Going by car from Valencia to Madrid we stopped for lunch at a small village. During the fine meal spread for us we heard a crowd of children gathered outside the hall. They started to sing and sang us the war songs of Spain, 'Riego's Hymn' and the 'International'.

After exchanging shouted greetings with them, when we came to embark again for the journey, we found their mothers waiting to greet us with handshakes, embraces, tears. These women told us that they were refugees from Badajoz and Madrid, sacked villages and towns. ('My husband was shot in the massacre at Badajoz ... I am alone here, I and my child, we have no one left ...') They thanked us with tears for coming to Spain, telling what we must write when we returned - what we must say - and always ending up with, 'Viva La Republica!', 'Viva los Intelectuales!'

(2) James Hopkins, Into the Heart of the Fire: The British in the Spanish Civil War (1998)

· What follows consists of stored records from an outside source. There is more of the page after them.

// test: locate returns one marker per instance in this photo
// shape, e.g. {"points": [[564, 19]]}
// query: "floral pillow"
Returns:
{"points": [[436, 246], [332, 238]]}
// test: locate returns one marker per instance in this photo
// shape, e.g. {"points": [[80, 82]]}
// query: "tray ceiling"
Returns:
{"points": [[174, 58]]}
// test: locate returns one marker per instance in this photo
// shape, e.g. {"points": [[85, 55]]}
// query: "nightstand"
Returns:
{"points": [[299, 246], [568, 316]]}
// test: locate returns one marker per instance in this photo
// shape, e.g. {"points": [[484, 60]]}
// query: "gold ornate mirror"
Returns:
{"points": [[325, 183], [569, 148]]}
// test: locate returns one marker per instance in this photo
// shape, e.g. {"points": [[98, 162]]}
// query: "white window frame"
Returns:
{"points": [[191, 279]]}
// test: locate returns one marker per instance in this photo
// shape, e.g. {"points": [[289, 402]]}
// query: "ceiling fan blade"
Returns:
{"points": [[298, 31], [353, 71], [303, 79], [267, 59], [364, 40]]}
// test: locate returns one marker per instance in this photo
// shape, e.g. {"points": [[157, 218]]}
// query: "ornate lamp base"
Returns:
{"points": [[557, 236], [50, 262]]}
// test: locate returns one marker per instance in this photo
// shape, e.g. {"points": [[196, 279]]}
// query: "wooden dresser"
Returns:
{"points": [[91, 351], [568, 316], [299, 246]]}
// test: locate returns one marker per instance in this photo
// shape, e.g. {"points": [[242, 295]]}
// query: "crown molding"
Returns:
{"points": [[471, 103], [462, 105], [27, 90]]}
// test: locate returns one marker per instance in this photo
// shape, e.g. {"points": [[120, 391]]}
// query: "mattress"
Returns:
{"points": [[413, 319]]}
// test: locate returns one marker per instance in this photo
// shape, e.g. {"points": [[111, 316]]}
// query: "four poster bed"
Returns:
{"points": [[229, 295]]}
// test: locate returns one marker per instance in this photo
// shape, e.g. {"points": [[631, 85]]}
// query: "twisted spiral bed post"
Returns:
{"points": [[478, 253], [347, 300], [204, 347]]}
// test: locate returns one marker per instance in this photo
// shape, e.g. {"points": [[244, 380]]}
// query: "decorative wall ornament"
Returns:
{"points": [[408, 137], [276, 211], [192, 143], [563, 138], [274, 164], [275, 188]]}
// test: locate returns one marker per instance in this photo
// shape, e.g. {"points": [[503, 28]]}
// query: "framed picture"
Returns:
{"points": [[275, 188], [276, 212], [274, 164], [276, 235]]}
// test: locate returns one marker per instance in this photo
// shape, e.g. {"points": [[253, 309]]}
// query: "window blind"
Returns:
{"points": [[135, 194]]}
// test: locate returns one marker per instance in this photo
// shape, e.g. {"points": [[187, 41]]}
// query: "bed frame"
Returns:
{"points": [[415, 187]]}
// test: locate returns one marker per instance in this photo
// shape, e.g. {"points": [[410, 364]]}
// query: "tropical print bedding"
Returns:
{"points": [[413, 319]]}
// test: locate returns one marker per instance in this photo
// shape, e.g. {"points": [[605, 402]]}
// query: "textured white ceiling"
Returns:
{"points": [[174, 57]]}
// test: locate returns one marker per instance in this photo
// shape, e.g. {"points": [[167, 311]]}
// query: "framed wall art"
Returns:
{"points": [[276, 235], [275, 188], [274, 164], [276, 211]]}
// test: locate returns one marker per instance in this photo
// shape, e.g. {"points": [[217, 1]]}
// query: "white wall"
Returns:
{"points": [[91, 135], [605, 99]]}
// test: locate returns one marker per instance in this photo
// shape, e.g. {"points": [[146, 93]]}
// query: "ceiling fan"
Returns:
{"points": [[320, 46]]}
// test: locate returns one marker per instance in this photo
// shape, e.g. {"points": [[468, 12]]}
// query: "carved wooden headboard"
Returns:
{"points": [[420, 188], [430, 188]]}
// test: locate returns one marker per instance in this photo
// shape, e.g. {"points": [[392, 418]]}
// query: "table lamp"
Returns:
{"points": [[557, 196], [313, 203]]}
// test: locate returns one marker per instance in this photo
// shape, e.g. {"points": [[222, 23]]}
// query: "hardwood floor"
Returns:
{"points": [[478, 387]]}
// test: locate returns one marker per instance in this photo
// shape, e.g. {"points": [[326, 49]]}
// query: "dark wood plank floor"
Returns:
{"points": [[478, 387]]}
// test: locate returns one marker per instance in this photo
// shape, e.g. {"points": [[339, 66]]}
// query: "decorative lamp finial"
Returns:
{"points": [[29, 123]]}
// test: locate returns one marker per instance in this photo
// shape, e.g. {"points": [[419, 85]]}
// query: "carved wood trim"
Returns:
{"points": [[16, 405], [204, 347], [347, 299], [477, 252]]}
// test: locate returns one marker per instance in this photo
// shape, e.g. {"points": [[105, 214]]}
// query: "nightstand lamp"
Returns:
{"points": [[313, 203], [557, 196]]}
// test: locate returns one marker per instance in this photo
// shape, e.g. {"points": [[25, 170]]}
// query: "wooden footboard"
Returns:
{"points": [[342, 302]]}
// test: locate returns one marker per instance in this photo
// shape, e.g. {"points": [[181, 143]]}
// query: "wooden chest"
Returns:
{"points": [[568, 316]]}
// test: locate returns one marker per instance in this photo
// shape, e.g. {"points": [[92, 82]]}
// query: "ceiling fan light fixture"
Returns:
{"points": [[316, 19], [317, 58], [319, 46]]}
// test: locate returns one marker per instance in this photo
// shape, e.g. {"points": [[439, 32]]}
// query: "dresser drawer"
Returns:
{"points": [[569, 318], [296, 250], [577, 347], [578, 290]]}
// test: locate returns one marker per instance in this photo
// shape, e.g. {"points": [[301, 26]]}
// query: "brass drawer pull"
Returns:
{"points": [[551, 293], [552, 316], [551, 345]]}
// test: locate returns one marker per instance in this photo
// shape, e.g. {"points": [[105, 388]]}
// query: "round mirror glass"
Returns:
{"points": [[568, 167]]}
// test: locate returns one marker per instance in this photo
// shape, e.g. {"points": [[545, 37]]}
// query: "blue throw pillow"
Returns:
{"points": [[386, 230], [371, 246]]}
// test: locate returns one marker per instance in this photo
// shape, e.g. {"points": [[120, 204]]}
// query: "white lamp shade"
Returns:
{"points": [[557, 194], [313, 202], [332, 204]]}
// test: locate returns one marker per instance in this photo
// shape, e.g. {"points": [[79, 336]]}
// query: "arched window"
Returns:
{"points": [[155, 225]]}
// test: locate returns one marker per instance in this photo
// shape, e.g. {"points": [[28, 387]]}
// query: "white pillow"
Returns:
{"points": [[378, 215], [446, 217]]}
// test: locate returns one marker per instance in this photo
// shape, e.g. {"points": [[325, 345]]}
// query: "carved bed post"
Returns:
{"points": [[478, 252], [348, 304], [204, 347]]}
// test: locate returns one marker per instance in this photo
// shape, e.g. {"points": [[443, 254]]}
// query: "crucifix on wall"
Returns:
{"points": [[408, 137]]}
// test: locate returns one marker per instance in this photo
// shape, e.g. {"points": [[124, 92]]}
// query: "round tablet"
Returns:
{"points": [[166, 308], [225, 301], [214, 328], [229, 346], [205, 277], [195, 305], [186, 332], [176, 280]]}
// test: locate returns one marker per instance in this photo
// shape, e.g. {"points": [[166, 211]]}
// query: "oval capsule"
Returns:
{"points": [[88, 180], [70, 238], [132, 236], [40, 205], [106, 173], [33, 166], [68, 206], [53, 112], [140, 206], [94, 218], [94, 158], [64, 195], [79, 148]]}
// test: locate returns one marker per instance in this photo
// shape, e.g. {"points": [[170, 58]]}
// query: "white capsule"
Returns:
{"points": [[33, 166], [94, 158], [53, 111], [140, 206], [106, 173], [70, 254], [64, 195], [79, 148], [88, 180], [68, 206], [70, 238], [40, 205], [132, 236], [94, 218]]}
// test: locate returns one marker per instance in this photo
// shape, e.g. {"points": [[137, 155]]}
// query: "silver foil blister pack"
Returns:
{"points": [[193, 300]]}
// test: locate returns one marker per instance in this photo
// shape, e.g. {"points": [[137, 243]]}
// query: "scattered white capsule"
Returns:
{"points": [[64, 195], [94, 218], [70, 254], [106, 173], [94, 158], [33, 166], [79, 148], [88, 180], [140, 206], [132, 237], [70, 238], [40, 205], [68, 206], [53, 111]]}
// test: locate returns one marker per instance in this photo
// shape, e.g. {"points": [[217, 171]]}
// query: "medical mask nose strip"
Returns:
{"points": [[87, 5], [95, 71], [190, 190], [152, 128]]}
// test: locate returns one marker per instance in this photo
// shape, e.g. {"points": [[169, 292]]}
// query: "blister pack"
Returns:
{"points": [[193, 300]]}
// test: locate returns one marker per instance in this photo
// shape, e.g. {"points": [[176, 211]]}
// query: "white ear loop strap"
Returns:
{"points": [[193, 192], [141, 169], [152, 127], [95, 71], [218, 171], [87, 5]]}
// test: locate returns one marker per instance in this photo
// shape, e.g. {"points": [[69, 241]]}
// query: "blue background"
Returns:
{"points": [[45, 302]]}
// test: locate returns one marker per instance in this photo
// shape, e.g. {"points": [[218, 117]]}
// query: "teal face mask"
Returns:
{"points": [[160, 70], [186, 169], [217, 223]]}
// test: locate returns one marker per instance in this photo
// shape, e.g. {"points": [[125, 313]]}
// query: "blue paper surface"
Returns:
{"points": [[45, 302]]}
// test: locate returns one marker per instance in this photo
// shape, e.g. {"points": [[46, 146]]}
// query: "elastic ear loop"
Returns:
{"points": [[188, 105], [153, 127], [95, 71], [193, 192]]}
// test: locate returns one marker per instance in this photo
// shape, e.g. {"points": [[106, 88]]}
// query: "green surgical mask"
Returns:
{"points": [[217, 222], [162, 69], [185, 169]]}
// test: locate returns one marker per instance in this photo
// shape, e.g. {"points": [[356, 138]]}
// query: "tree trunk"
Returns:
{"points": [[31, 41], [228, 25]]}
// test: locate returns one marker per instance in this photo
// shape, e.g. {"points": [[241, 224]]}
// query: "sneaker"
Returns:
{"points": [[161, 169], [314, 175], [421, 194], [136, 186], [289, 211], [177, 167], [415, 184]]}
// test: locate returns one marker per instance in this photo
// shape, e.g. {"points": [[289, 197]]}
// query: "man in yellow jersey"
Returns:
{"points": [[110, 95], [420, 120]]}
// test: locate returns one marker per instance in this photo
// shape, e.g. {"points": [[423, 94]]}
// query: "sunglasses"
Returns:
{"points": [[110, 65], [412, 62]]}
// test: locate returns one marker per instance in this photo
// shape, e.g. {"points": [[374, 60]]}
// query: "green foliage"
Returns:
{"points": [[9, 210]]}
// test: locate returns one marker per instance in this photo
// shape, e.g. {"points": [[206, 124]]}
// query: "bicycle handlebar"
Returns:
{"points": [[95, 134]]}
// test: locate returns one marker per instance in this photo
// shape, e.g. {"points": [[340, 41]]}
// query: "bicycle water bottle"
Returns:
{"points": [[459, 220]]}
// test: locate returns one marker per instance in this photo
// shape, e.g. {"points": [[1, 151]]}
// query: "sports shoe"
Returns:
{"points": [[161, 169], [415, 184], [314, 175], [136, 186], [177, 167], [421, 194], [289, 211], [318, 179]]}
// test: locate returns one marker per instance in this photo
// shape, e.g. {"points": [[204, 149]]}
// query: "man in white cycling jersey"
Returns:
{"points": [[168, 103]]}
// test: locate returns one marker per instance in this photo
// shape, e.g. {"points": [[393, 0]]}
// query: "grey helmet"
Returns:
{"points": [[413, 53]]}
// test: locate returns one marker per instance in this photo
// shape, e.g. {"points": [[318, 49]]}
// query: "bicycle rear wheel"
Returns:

The writers Sylvia Townsend Warner and Valentine Ackland, whom Spender mercilessly caricatured while he was travelling with them in Spain," are sometimes seen as just another example of left-wing "day trippers." Sylvia Townsend Warner had already demonstrated, however, a genuine degree of political seriousness by taking part in the East End demonstrations against Mosley and the Fascists. In addition, her novels showed increasing commitment to society's marginalized. In Lolly Willowes: or the Loving Huntsman, which was published in 1926, her heroine, a forty-year-old unmarried woman, abandons her upper-middle-class existence to live with the poor in a Chiltern village. Summer Will Show, a historical novel published on the eve of the Spanish War, offered hope that communism would prove to be the new form of economic and social organization that would eliminate classes and ensure a sufficiency for all." Her Spanish Civil War novel, After the Death of Don juan, has been rediscovered and much praised.," Moreover, both she and her partner wrote widely on antifascist issues, most significantly in the Left

Review."

What further separated Townsend Warner and Ackland from the run of dilettantes is that they were both dedicated communists who had been asked to come to Spain by Tom Wintringham, an old friend, to do administrative work for the medical units. When they arrived in Barcelona, they were both dismayed and uplifted by the dizzying whirl of events. They wrote a letter to Pollitt complaining that Wintringham was too preoccupied with his journalistic duties, and the party, consequently, was badly disorganized. The city itself, however, captivated Sylvia. "Barcelona, by the time we saw it, was I suppose the nearest thing I shall ever see to the early days of (the) USSR." Having made their report to Pollitt, they believed their duty done, and promptly returned to England. Valentine was offered an opportunity to drive an ambulance back to Spain, which she quickly accepted, but illness prevented her from doing it." The two, however, returned to Spain in July 1937 to attend the International Writers' Conference.